*Berkeley Lab researchers are leaders in an international effort to close in on neutrino mass*
Some of the most intriguing questions in basic physics focus on neutrinos. How much do the different kinds weigh and which is the heaviest? The answers lie in how the three “flavors” of neutrinos – electron, muon, and tau neutrinos – oscillate or mix, changing from one to another as they race virtually without interruption through unbounded reaches of matter and space.
Three mathematical terms known as “mixing angles” described the process, and the Daya Bay Reactor Neutrino Experiment has just begun taking data to establish the last, least-known mixing angle to unprecedented precision. China and the United States lead the international Daya Bay Collaboration, including participants from Russia, the Czech Republic, Hong Kong, and Taiwan. U.S. participation is led by the U.S. Department of Energy’s Lawrence Berkeley National Laboratory (Berkeley Lab).
The last elusive mixing angle is dubbed θ13 (theta one-three) and holds clues to how electrons and their cousins, muons and tau particles, were born in the moments after the big bang. Knowing θ13 could explain why there is more matter than antimatter in the universe – and indeed why there is any matter at all.
The Daya Bay Reactor Neutrino Experiment captures faint flashes of light that indicate antineutrino interactions in detectors filled with scintillator fluids. Each detector is lined with photomultiplier tubes. Two detectors have begun collecting data, two more have been completed, and four are under construction. (Photo by Roy Kaltschmidt, Berkeley Lab Public Affairs)
“The first data from Daya Bay set us on a path to precision that’s an order of magnitude better than present measurements and much more precise than other experiments now in progress,” says Daya Bay co-spokesperson Kam-Biu Luk of Berkeley Lab’s Physics Division, a professor of physics at the University of California at Berkeley. “We’ll measure the amplitude of the oscillation due to the least-known mixing angle to within one percent. The results will be a major contribution to understanding the role of neutrinos in the evolution of basic kinds of matter in the earliest moments after the big bang.”
Data for the Daya Bay Experiment will be collected by eight large detectors buried deep underground in the mountains adjacent to the six powerful nuclear reactors of the China Guangdong Nuclear Power Group in southern China, not far from Hong Kong. Nuclear reactors produce enormous quantities of antineutrinos (which in most vital respects are identical to neutrinos), and the reactors at Daya Bay yield millions of quadrillions of them every second.

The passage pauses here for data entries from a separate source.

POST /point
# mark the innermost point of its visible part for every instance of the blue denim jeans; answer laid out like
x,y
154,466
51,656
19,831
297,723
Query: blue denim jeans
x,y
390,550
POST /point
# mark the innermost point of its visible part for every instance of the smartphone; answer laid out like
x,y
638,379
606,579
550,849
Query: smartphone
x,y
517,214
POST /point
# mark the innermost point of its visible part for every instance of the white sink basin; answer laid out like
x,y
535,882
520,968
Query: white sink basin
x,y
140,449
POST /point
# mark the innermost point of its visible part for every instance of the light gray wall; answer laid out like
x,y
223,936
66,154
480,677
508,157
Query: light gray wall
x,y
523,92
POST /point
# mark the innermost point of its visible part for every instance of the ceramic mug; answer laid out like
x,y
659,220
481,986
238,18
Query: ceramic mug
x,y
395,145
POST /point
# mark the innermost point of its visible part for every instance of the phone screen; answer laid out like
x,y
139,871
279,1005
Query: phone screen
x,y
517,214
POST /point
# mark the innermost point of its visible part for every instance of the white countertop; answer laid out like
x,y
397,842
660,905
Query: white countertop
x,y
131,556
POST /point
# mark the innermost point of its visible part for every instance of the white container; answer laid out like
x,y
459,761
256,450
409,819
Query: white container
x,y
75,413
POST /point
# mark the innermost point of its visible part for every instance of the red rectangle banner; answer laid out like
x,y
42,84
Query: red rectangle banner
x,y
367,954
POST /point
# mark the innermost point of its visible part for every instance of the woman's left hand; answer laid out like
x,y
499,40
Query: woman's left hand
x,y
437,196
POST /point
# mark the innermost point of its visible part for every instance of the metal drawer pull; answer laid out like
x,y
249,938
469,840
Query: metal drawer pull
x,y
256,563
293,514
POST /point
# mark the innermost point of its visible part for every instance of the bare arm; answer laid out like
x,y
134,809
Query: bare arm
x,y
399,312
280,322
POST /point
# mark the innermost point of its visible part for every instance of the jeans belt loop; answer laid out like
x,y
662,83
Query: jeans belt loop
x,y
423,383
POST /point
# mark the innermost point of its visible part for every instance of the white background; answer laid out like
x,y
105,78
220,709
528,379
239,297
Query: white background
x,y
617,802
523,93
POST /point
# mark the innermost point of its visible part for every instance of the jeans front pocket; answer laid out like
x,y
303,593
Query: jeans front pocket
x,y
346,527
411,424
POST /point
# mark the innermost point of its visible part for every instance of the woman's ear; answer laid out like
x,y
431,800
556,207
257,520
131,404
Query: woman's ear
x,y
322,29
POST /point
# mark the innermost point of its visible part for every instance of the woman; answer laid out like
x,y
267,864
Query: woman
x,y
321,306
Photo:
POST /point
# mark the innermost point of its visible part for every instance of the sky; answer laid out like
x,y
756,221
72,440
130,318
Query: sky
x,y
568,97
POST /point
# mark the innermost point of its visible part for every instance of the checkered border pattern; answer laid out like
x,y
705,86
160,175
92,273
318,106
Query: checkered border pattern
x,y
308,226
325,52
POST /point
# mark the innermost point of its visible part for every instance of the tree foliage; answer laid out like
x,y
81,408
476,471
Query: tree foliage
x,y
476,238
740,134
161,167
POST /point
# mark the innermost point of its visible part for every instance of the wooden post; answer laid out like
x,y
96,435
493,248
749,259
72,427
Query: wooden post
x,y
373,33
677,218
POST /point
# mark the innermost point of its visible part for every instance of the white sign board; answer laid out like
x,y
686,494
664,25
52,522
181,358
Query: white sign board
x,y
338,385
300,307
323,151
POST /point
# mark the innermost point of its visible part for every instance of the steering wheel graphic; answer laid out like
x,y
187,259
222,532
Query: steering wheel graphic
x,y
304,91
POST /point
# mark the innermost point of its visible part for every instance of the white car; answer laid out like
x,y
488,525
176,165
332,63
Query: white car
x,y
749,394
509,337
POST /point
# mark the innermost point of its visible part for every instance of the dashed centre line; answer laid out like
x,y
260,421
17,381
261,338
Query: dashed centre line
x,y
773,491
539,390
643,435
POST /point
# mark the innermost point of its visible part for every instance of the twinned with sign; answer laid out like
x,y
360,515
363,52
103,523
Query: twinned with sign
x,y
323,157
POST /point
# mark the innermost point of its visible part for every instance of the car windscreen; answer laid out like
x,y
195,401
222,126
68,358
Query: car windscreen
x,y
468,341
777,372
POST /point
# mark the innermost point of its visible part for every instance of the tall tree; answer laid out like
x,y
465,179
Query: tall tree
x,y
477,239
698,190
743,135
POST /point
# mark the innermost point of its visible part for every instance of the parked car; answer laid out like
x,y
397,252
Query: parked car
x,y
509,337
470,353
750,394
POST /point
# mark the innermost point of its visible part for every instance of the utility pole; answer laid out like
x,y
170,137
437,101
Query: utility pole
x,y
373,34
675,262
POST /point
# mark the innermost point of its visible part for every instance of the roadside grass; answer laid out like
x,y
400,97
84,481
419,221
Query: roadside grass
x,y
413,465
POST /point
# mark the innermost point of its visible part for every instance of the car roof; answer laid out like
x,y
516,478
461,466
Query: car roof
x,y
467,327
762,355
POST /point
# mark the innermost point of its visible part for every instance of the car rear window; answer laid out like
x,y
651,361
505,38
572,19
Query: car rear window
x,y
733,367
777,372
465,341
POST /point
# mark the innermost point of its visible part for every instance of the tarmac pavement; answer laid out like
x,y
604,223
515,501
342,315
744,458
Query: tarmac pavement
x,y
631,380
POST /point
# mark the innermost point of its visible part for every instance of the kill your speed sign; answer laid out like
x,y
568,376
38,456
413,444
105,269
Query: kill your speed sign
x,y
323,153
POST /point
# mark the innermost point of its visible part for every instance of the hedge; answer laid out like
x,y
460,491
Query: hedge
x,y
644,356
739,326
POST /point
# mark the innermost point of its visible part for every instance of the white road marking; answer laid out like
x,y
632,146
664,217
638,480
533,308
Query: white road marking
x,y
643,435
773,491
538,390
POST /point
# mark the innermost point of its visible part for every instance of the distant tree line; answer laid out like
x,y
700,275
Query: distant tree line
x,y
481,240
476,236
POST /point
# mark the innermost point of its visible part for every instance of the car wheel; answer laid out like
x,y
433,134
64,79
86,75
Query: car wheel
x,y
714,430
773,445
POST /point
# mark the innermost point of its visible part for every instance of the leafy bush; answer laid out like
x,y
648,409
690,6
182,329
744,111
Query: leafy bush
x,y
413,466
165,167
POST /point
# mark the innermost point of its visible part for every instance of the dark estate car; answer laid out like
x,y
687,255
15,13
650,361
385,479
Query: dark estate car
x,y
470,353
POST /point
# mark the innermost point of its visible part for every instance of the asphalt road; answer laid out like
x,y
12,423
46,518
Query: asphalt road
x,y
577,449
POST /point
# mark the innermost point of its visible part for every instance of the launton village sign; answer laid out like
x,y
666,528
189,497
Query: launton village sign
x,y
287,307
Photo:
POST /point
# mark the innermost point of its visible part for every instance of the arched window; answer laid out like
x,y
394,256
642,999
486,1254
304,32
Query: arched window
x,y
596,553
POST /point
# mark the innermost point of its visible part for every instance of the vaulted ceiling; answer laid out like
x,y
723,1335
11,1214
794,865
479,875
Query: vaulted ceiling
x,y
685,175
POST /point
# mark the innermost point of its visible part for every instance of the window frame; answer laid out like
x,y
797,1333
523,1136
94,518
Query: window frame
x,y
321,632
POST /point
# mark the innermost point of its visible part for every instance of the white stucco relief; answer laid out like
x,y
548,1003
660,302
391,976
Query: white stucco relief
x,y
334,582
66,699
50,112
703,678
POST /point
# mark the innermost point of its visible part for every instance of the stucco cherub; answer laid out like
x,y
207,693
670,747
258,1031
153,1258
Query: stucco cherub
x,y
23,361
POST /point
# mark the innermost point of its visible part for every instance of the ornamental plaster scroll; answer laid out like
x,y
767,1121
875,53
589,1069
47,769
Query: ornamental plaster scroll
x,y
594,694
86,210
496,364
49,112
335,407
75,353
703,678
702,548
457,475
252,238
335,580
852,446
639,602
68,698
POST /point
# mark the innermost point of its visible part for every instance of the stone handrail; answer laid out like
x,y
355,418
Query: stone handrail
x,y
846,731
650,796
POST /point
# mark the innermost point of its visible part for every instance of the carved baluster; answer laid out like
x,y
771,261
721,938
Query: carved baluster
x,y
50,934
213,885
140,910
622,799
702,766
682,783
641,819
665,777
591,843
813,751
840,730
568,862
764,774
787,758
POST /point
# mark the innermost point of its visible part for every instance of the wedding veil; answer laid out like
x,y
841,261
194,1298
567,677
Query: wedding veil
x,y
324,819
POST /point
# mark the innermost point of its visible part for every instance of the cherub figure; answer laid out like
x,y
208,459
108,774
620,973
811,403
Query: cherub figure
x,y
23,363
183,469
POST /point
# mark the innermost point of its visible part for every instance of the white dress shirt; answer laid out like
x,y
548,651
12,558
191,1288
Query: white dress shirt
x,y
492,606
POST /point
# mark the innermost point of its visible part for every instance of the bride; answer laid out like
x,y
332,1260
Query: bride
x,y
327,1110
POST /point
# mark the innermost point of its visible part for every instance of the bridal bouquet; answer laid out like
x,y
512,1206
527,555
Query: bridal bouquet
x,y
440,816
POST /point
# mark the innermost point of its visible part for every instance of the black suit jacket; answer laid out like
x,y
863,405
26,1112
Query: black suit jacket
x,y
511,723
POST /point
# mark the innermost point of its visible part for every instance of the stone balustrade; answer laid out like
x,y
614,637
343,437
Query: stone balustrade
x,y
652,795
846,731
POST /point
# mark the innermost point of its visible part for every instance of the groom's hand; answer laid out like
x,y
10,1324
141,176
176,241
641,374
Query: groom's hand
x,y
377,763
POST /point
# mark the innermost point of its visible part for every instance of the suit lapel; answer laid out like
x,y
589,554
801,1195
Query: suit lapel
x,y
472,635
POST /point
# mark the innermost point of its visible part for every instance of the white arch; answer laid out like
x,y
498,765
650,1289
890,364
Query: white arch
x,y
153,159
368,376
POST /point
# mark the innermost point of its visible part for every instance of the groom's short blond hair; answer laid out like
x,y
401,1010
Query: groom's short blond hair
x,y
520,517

Three experimental halls house the detectors, which will measure mixing angle θ13 by comparing the flux and energy distribution of interactions in the pairs of detectors in Halls 1 and 2, each about half a kilometer from the nearest reactors, with the four detectors in Hall 3, which is about two kilometers from the reactors. The very first data are now being recorded in Hall 1.
The detectors are filled with liquid scintillator, lined with photomultiplier tubes, and shielded from cosmic rays and other background noise. They pinpoint antineutrino interactions by their faint flashes of blue light inside the vessels. Such interactions are exceedingly rare. Somewhat over a thousand a day will be caught by the near detectors, and only a few hundred a day by the far detectors.
“To achieve our one-percent goal, the differences in sensitivity among all eight detectors must be almost imperceptible, to within four-tenths of a percent of one another,” says William Edwards of Berkeley Lab’s Physics Division, Daya Bay’s U.S. Project and Operations Manager. “Although all data will contribute to the measurement, initial data-taking will be aimed at understanding the systematics of the antineutrino detectors in Hall 1 – basically to find out how identical they are.”
Hall 2, the other near hall, is expected to begin taking data this fall. As more data flows in, the upper limit on the value of the θ13 measurement will continue to trend lower.
“When the Far Hall comes on line next summer,” says Edwards, “the limit will drop like a rock. We’ll achieve a sensitivity on the measurement that is not possible with any other detector now planned or under construction.”
From two to three years of data collection with all eight detectors will be needed to meet the goal of measuring the oscillation amplitude of θ13 to within one percent. It’s a sensitivity not expected to be surpassed for a long time to come.
*Source: Berkeley Lab